A recent study has shown that adding pain relief to lamenesstreatment protocols speeds recovery rates and offers milkyield benefits. We spoke to two vets to find out more.
TEXT HELEN GOLDBERG
Digital dermatitis is a common cause of lameness in UK dairy herds and has a significant impact on health, welfare and productivity. So quick and effective treatment, as well as prevention, are vital.
The use of non-steroidal anti-inflammatories (NSAIDs) in claw horn lesion and other lameness treatment protocols in cows is increasing, with good evidence to support their efficacy. But until recently there has been no specific research to support their use in cows with digital dermatitis (DD).
Now a recent study, conducted at the University of Liverpool, has demonstrated that cows with DD, which were lame at the time of diagnosis, were 20 times less likely to be lame one week later when treated with a zero-milk-withdrawal NSAID, alongside the application of a topical antibiotic spray after cleaning and drying the lesion.
Milk yield was monitored for a week after treatment and freshly-calved cows that were lame and were treated for DD with a NSAID and an antibiotic spray, compared to those treated with antibiotic spray alone, produced an additional 10 litres of milk per day. For early and late lactation cows that were lame initially, the increase in milk yield was in the region of five litres in the NSAID group.
Digital dermatitis is a contagious cause of lameness that results in a superficial but painful inflammation of the skin surrounding the hoof. Infection usually results in ulcerated and or wart-type lesions around the heel bulbs and/or in the interdigital space. Lesions can vary from ulcerated sores to having the appearance of hairy warts, and affected animals may have more than one lesion type at any time. Infection is caused by the bacterial species treponemes, which can also be found in udder cleft or hock lesions, as well as in necrotic foot lesions. Nantwich Farm Vets’ Steve Crowe is a mobility mentor for AHDB’s Healthy Feet Programme and regularly runs hoof trimming courses. He’s only too aware of the impact that DD can have on dairy herds. “Digital dermatitis, as well as sole ulcers, white line disease and the many other causes of lameness, not only affect cow welfare, but also milk production, fertility and herd longevity. So the study’s findings that administering non-steroidal pain relief not only improves cow productivity but also improves recovery rates is good news for producers.”
Digital dermatitis-causing bacteria are typically found on the skin surrounding the hoof, and thrive in dirty bedding. They can also be isolated from hoof-trimming equipment, but the main source and reservoir of infection is active DD lesions on cows’ feet. Lesions on he feet can be scored and monitored using the M score (see Table 1).
Ceva Animal Health’s Kythé Mackenzie says biosecurity, both external and internal, is key to DD control. “External biosecurity aims to prevent infection or new bacterial strains entering the herd. Producers should ensure the feet of all bought-in animals, as well as those returning from other units, are inspected. Any lesions found should be treated and cattle should be run through a footbath before they join the herd. External handling and foot trimming equipment must also be kept clean and disinfected, and all staff in contact with animals should maintain hygiene protocols.”

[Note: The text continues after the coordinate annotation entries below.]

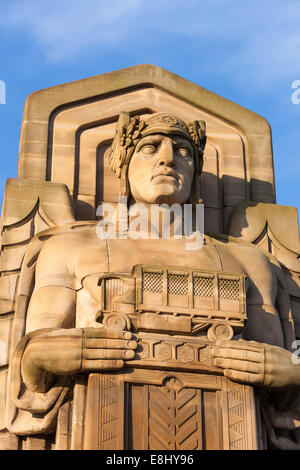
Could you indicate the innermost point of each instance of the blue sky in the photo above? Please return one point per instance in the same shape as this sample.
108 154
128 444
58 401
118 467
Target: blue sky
248 52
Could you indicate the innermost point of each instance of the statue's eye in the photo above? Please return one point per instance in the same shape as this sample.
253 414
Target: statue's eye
184 152
148 149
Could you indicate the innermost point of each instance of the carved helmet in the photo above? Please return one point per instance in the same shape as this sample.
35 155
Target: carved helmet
130 130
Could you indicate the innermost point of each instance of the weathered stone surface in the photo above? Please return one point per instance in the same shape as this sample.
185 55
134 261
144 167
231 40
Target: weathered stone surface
164 363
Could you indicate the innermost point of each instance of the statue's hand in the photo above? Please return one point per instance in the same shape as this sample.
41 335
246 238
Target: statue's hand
256 364
71 351
105 349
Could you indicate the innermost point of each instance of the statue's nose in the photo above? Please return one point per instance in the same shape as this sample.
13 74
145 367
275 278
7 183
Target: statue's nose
166 153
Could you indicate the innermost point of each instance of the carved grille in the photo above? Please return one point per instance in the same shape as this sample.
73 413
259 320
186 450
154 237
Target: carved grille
177 284
203 286
229 289
152 282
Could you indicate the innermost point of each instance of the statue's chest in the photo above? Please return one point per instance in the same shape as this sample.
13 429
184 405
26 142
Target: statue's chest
143 278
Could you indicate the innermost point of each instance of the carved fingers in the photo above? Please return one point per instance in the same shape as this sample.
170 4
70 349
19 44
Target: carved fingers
242 361
105 349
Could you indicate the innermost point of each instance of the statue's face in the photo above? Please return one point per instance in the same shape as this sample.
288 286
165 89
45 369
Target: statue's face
161 170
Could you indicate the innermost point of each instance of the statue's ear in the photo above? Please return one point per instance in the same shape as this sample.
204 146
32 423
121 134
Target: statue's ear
118 153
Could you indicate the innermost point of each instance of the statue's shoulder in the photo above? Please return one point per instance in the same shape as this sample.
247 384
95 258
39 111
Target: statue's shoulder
239 246
77 232
63 241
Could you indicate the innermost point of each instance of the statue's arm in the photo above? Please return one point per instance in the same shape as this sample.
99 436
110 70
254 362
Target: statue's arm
63 349
260 358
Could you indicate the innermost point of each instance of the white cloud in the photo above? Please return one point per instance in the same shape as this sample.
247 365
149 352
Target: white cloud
67 28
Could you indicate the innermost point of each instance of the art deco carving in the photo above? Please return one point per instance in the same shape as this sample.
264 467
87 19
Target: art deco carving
134 344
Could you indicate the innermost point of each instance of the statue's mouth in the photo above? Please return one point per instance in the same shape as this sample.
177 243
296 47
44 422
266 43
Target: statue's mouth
162 175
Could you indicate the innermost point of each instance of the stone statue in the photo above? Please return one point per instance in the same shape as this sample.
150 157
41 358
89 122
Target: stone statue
124 324
157 161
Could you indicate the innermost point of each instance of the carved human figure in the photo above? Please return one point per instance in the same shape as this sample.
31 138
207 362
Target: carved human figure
160 162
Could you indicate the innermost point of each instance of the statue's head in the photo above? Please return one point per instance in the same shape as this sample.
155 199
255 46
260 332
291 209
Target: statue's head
159 159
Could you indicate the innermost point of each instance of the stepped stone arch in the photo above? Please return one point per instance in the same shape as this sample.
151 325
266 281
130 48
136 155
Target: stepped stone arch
67 129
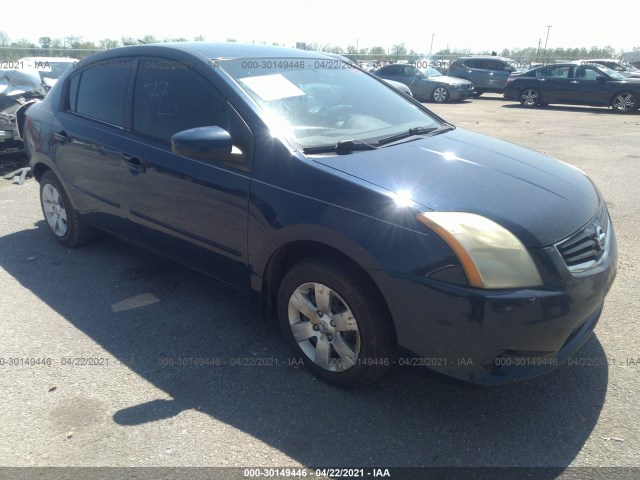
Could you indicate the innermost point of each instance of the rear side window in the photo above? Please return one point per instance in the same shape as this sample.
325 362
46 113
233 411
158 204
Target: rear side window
554 72
102 91
170 97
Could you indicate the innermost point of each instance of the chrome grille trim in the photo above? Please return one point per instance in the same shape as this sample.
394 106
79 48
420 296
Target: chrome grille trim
582 250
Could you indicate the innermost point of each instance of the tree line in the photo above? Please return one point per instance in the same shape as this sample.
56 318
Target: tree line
74 46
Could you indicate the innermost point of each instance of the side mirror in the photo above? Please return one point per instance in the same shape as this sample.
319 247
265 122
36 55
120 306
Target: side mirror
205 143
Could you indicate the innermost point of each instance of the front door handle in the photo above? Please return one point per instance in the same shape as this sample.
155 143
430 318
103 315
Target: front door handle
134 164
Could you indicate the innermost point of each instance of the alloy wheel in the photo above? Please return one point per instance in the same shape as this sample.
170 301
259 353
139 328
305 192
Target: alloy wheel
54 210
324 327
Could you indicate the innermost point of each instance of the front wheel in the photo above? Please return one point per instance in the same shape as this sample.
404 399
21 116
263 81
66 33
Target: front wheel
625 102
530 97
440 95
332 317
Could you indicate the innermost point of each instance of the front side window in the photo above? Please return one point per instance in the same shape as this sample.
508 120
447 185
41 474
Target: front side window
102 91
169 98
317 102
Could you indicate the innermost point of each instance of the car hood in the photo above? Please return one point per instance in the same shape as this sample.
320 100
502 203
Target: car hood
540 199
449 80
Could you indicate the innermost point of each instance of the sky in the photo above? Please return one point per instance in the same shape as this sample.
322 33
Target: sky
460 24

She says internal biosecurity should aim to prevent spread between animals. “Good hygiene is important as slurry can act as a short-term reservoir and also increase the risk of skin damage, which can facilitate infection. Always consider the whole herd when devising protocols and, if running separate heifer groups, have different scrapers and foot dips for staff so infection is not transferred from the cows to these groups.”
Hoof-trimming equipment, particularly knives, should also be cleaned and disinfected between animals. This requires at least 20 seconds’ contact time in a suitable biocide solution.
Footbathing is a key to controlling and treating DD, as well as other foot lesions. “The footbath should be designed and positioned to ensure good cow flow and foot coverage to the appropriate depth and frequency of contact using the correct concentration of biocide. The herd vet can recommend the most appropriate agent for individual herds.
Hoof lesions: check cows' feet as they pass through the parlour
“All cattle on the unit must be footbathed – including dry cows and heifer groups. It’s also important that cows’ feet are clean before they go through the biocide bath.” Ms Mackenzie says one of the challenges is to identify all cattle with active lesions so they can be treated. “As most lesions are on the hind feet this can be done while cows are in the parlour, but it is important to examine the interdigital space as well as the heel bulbs. Use a head torch and a mirror.”
Once identified she suggests a standard protocol, which includes: lifting and trimming the hoof; cleaning the identified lesion, or lesions; removing any scabs and surface discharge; and drying the infected area and applying topical treatment as advised by the herd’s vet. “Control relies on identifying and managing risk factors, and putting protocols in place to reduce the infection pressure,” she says. “Treatment should be prompt and effective, and the use of a NSAID can enhance welfare as well as productivity. If you have questions or concerns about DD on your unit, seek advice from your vet.”